For standard pl.DataFrame objects, the PolarsToParquetEncodingHandler and ParquetToPolarsDecodingHandler manage the transition to and from Parquet. When a task returns a pl.DataFrame, the encoder writes the data immediately to a file named 00000 within the dataset's URI.

# plugins/polars/src/flyteplugins/polars/df_transformer.py

path = os.path.join(uri, f"{0:05}")
df = typing.cast(pl.DataFrame, dataframe.val)
# ...
df.write_parquet(path, storage_options=storage_options or None)

LazyFrames and Streaming

The PolarsLazyFrameToParquetEncodingHandler and ParquetToPolarsLazyFrameDecodingHandler are designed for deferred execution. Instead of loading the entire dataset into memory, these handlers use pl.scan_parquet for decoding and pl.sink_parquet for encoding. This allows Flyte to pass query plans between tasks, where the actual data processing only occurs when a terminal action (like collect()) is called or when the data is "sinked" to storage.

Note that LazyFrame handlers use a slightly different file naming convention, appending the .parquet extension:

# plugins/polars/src/flyteplugins/polars/df_transformer.py

path = os.path.join(uri, f"{0:05}.parquet")
lazy_df = typing.cast(pl.LazyFrame, dataframe.val)
# ...
lazy_df.sink_parquet(path, storage_options=storage_options or None)

Column Projection and Optimization

One of the primary advantages of using Parquet with Polars in flyte-sdk is the ability to perform efficient column projection. When a task defines a specific schema via typing.Annotated, the decoding handlers extract only the requested columns from the Parquet file.

In ParquetToPolarsDecodingHandler, the logic checks the current_task_metadata for requested columns:

columns = None
if current_task_metadata.structured_dataset_type and current_task_metadata.structured_dataset_type.columns:
columns = [c.name for c in current_task_metadata.structured_dataset_type.columns]

# ...
return pl.read_parquet(parquet_path, columns=columns, storage_options=storage_options or None)

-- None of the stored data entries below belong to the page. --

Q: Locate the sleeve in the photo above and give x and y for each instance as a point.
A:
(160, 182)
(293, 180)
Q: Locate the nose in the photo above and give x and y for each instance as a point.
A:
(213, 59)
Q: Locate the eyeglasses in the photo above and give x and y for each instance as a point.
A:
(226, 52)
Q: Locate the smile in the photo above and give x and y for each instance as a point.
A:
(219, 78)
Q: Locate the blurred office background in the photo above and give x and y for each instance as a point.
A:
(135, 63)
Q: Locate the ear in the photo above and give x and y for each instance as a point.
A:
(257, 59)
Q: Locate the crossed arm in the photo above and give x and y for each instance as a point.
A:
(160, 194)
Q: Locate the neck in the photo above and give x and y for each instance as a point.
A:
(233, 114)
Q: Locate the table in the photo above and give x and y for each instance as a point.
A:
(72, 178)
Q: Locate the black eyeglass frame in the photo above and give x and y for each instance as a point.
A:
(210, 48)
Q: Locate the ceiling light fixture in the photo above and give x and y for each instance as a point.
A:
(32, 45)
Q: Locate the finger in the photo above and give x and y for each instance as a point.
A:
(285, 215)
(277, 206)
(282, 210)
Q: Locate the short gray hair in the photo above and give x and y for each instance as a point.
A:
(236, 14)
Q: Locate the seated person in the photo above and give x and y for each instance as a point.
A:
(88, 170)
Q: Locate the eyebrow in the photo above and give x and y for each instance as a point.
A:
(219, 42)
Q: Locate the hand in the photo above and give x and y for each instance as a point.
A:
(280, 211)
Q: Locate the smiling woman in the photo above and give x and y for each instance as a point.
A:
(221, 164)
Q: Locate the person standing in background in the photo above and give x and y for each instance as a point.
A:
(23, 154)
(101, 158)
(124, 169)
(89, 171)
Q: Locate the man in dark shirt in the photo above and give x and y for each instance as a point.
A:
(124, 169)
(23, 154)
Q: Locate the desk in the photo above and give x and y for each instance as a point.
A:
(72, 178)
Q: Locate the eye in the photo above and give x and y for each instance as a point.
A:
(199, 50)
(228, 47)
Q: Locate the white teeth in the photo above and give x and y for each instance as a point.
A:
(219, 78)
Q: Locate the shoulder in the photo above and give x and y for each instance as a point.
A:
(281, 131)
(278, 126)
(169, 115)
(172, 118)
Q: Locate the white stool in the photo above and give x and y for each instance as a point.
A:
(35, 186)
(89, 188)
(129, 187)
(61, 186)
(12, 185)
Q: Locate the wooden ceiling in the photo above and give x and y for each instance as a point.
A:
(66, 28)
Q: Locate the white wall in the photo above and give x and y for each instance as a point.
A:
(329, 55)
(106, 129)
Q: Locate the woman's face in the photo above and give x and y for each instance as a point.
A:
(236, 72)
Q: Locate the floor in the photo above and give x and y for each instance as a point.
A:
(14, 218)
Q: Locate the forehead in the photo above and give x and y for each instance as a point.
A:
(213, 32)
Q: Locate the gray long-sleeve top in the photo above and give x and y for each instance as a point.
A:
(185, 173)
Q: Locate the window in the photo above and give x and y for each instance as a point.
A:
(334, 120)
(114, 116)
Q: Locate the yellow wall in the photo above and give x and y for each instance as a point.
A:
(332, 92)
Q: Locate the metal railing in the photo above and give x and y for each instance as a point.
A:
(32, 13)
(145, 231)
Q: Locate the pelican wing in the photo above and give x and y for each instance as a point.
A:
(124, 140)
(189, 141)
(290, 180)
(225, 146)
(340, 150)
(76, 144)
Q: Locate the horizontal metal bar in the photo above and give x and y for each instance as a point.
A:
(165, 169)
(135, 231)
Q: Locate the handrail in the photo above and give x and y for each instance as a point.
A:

For LazyFrame decoders, this projection is applied to the scan operation, allowing Polars to optimize the query plan before any data is read:

lf = pl.scan_parquet(parquet_path, storage_options=storage_options or None)
if columns:
lf = lf.select(*columns)
return lf

Storage Configuration Mapping

Polars requires storage options (for S3, Azure, etc.) to be provided as a flat dictionary of string keys and values. The flyte-sdk includes a utility, get_polars_storage_options, which translates Flyte's internal storage configuration into this format.

The utility supports several protocols:

  • S3: Maps access_key_id, secret_access_key, region, and endpoint to Polars-compatible keys like aws_access_key_id.
  • ABFS/Azure: Maps Azure credentials to keys like azure_storage_account_name and azure_storage_account_key.
  • GCS: Returns an empty dictionary, as Polars typically handles GCS via application default credentials automatically.

Anonymous Access Fallback

The decoding handlers include a specific recovery mechanism for S3. If a NoCredentialsError occurs during a read operation, the flyte-sdk attempts to re-read the data using anonymous access by setting aws_skip_signature to "true".

except Exception as exc:
if exc.__class__.__name__ == "NoCredentialsError":
logger.debug("S3 source detected, attempting anonymous S3 access")
storage_options = get_polars_storage_options(protocol=filesystem.protocol, anonymous=True)
return pl.read_parquet(parquet_path, columns=columns, storage_options=storage_options or None)

Implementation Constraints

While the Polars integration provides robust Parquet support, there are specific implementation details to note:

  • Single File Assumption: Current handlers assume a single Parquet file (named 00000 or 00000.parquet). The codebase contains TODO notes indicating that multi-file partitioning support is a planned future enhancement.
  • Flat Storage Options: Because Polars does not use fsspec style nested dictionaries, the get_polars_storage_options function is strictly required to flatten Flyte's configuration before passing it to Polars' IO methods.
  • Automatic Registration: The handlers are registered with the DataFrameTransformerEngine via register_polars_df_transformers(), which is executed at module import time in plugins/polars/src/flyteplugins/polars/df_transformer.py.